Similarity Metric (determines edges):

def sentence_similarity(s1, s2):
    """Cosine similarity based on word overlap."""
    words1 = set(s1.lower().split())
    words2 = set(s2.lower().split())
    
    intersection = words1 & words2
    union = words1 | words2
    
    return len(intersection) / len(union) if union else 0

Why It Works:

Captures centrality (sentences that connect to many others)
Democratic (all sentences contribute to scoring)
Unsupervised (no training needed)

Implementation:

from sumy.parsers.plaintext import PlaintextParser
from sumy.nlp.tokenizers import Tokenizer
from sumy.summarizers.text_rank import TextRankSummarizer
from sumy.nlp.stemmers import Stemmer
from sumy.utils import get_stop_words

# Initialize
stemmer = Stemmer("english")
summarizer = TextRankSummarizer(stemmer)
summarizer.stop_words = get_stop_words("english")

# Parse document
parser = PlaintextParser.from_string(text, Tokenizer("english"))

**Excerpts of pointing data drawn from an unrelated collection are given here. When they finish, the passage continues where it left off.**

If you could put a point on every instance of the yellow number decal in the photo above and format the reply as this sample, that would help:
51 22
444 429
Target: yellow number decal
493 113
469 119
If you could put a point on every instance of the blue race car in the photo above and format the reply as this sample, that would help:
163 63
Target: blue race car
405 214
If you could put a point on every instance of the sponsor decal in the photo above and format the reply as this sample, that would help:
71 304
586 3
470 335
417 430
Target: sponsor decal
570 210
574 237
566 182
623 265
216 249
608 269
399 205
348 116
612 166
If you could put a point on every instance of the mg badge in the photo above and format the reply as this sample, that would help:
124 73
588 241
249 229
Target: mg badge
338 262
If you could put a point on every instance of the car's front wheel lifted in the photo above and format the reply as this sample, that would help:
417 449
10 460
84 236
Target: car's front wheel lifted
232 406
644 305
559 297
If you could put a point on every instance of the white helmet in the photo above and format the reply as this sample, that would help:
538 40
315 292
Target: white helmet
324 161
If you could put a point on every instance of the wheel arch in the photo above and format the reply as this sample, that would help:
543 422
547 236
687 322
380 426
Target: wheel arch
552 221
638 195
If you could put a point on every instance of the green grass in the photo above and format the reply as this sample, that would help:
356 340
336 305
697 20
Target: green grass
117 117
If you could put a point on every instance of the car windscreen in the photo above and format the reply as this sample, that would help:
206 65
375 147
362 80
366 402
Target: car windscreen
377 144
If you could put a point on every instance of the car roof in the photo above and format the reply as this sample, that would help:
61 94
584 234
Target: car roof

# Generate summary (5 sentences)
summary = summarizer(parser.document, 5)

Abstractive: LLM-Based with Grounding

Challenge: LLMs hallucinate. How do we ensure faithfulness?

Solution: Grounded Generation

Grounded Summarization Process

1. Context Preparation:
   [Source 1]: Document content...
   [Source 2]: Document content...
   [Source 3]: Document content...

2. Prompt Engineering:
   "Based ONLY on the sources above, answer: {query}
    - Cite sources using [1], [2], etc.
    - If information not in sources, say so
    - Do not add external knowledge"

3. LLM Generation:
   Summary with inline citations

4. Faithfulness Verification:
   Check that claims are supported by sources

5. Fail-Closed:
   If faithfulness < threshold, use extractive fallback

Faithfulness Verification

Simple Approach (Word Overlap):

def verify_faithfulness(summary, sources):
    """
    Check if summary claims are grounded in sources.
    """
    summary_sentences = split_sentences(summary)
    context_words = set(word for source in sources for word in source.lower().split())
    
    faithful_count = 0
    for sentence in summary_sentences:
        sentence_words = set(sentence.lower().split())
        overlap = len(sentence_words & context_words)
        
        if overlap / len(sentence_words) >= 0.5:  # 50% threshold
            faithful_count += 1
    
    return faithful_count / len(summary_sentences)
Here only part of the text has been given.